Tax on K-1 income for Germans

Discussion in 'Taxes and Accounting' started by tomf, Jun 29, 2003.

  1. tomf

    tomf

    Hi,

    I got a question concerning the taxation of Germans, living in Germany and having income in form of a K-1.
    How high is the tax bracket, are there specific exemptions?

    thx

    tom
     
  2. Foz

    Foz

    Thank you for your expert answer, Mr. Green. It sounds like you are assuming Tom is a proprietary trader. Would your answer be any different if he got a K-1 from a passive partnership investment (say a hedge fund)?
     
  3. tomf

    tomf

    thx a lot for your insightful reply GreenTraderTax
     
  4. tomf

    tomf

    GreenTraderTax one more question if you don't mind:

    I'm a German student whom is issued income in form of a K-1

    Are there any exemptions? The LLC is California based .. how high would the tax bracket be fore me?
    And most important ... has the income to be taxed again at my German income tax bracket?

    thx,

    tom
     
  5. DBA ist einschlägig. Da Du n. § 8,9 AO unbeschränkt in D steuerpflichtig bist, unterliegt das gesamte Welteinkommen der Besteuerung.
    Was ist K-1?
    Etwa Geschäftanteil an einer Körperschaft?
    Dann käme zu den US- Steuern noch Kapitalertragsteuer i.H. v. 15 % n. Art. 10 OECD- MA.
    Dann ist noch Halbeinkünfteverfahren n. §3 Nr. 40d einschlägig, abzüglich der Sonderausgaben, hierauf dann der persönliche ESt- Satz n. §32 a ESTG.
     
  6. Foz

    Foz

    Have no clue what the German guy said in German, but I've got a different question...

    Greentradertax says the German owes US tax on the income reported on his K-1. Well, what if he doesn't pay it?

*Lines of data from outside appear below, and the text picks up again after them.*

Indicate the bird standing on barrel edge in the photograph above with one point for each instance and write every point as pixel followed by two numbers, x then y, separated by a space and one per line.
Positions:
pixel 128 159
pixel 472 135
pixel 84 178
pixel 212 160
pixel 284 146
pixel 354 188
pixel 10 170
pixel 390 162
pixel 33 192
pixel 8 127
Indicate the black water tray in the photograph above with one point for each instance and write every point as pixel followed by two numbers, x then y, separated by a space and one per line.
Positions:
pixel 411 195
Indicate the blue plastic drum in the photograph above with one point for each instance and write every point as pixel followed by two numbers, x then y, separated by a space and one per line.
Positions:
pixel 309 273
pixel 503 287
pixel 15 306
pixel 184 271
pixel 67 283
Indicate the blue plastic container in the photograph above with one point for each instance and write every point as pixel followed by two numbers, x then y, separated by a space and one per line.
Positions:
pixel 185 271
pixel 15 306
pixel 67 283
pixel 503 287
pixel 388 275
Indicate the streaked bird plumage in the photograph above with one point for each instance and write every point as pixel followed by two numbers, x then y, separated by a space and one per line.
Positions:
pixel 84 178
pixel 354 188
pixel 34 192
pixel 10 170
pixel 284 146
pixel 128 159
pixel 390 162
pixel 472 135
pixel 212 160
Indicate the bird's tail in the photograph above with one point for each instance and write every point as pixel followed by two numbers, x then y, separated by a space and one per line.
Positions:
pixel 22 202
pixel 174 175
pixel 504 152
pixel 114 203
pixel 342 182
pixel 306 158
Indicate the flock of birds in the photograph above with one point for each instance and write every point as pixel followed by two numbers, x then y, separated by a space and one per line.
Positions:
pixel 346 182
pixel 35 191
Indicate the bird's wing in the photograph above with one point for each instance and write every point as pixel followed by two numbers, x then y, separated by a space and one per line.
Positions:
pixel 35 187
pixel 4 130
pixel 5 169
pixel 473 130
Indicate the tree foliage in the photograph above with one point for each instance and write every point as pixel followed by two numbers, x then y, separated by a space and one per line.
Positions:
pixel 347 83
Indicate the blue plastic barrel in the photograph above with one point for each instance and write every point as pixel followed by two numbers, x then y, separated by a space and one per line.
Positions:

    a) Germany extradites him, or
    b) Germany doesn't care, but the IRS will report his name to border control and the guy better not come to the US, or
    c) Germany doesn't care and the IRS cares but doesn't do anything. He can come and go from the US as he pleases, or
    d) the IRS makes a claim on the person's assets in the US, or
    e) nothing.

    My guess is e. d would make sense, but I think the IRS needs a judgment to garnish assets and I think they only go through that bother for really big fish.
     
  7. GTTLegal

    GTTLegal

    A nonresident alien that is engaged in a trade or business in the United States is taxed on income that is "effectively connected" with that trade or business. Effectively connected income is taxed at the applicable graduated U.S. individual n rates on a net basis, that is, deductions allocable to that income are allowed. This is because as a partner in a US business with US offices, you are deemed to be in the business of the partnership by operation of law and have a taxable permanent establishment under the German/U.S. income tax treaty. The effective tax rate is a function of your U.S. source income net of related expenses.

    Hannah Terhune, JD LLM (Taxation)
    www.GreenTraderTax.com
    www.GreenTraderLaw.com
     
  8. Foz

    Foz

    Thanks, Hannah. What about nonresident aliens with passive income K-1's? What happens if they "forget" to pay? If you can be less formal (less legalese) in your response, I'd appreciate it.